Adalah Abdurrahman bin Mahdi, seorang Gubernur di Khurasan, sebuah daerah yang hari ini masuk bagian Afganistan, mengirim surat kepada Muhammad bin Idris al-Syafi’I yang berada di Irak. Dalam surat itu, Bin Mahdi bertanya tentang banyak hal, mulai syarat-syarat Istidal dengan al-Qur’an, al-Sunnah, Ijmak, al-Qiyas, penjelasan Nasikh-Mansukh, tingkatan Aam-Khas dan beberapa tema lainnya.
Surat itu kemudian lebih dikenal dengan al-Risalah, sebuah kitab yang ditengarai menjadi kitab pertama ( dan sampai kepada kita) dalam bidang ushul fiqh. Memang masih menjadi polemik yang cukup serius ihwal siapa peletak dasar dalam ushul fiqh. Hanya saja, keberadaan kitab al-Risalah menjadi bukti “arkeologis” paling kuat bahwa penemunya adalah al-Syafi’i.
Fakhruddin al-Razi dalam sebuah kesempatan menegaskan bahwa ulama hampir semuanya sepakat soal Imam al-Syafi’i sebagai peletak dasar ilmu ushul fiqh.

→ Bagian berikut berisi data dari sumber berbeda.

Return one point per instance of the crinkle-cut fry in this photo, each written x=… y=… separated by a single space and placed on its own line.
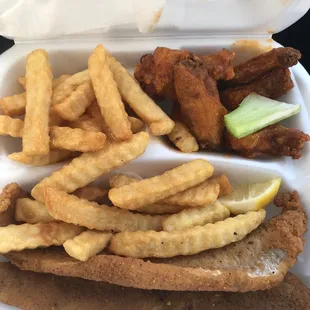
x=64 y=89
x=155 y=208
x=32 y=236
x=13 y=127
x=158 y=121
x=91 y=193
x=16 y=105
x=53 y=157
x=32 y=212
x=39 y=80
x=188 y=241
x=71 y=209
x=72 y=107
x=161 y=208
x=67 y=138
x=199 y=195
x=87 y=244
x=197 y=216
x=9 y=194
x=136 y=124
x=89 y=166
x=182 y=138
x=87 y=123
x=148 y=191
x=223 y=182
x=13 y=105
x=108 y=97
x=22 y=81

Sejarawan lain yang menyebut bahwa penemu usul fiqh adalah al-Syafi’i adalah Ibnu Khaldun. Seorang sejarawan kawakan itu dalam bukunya yang berjudul al-Muqaddimah menulis:
وأول من كتب فيه الشافعي أملى فيه رسالته المشهرة وتكلم فيها في الأوامر والنواهي والبيان والخبر والنسخ وحكم اللعة المنصوصة في القياس ثم كتب فقهاء الحنفية فيه وحققوا تلك القواعد وأوسعوا القول فيها
Adapun orang pertama yang menulis dalam bidang ushul fiqh adalah al-Syafi’i, ia mendektekan kitab “risalah”-nya yang amat terkenal. Di dalam kitab itu ia berbicara soal Amr, nahi, bayan, khabar, nasakh, hukum illat yang ditegaskan dalam qiyas, kemudian setelah itu, ahli fikih dari mazhab Hanafiyah menulis dan mereka memastikan kaidah-kaidah itu dan memperpanjang pembahasannya.”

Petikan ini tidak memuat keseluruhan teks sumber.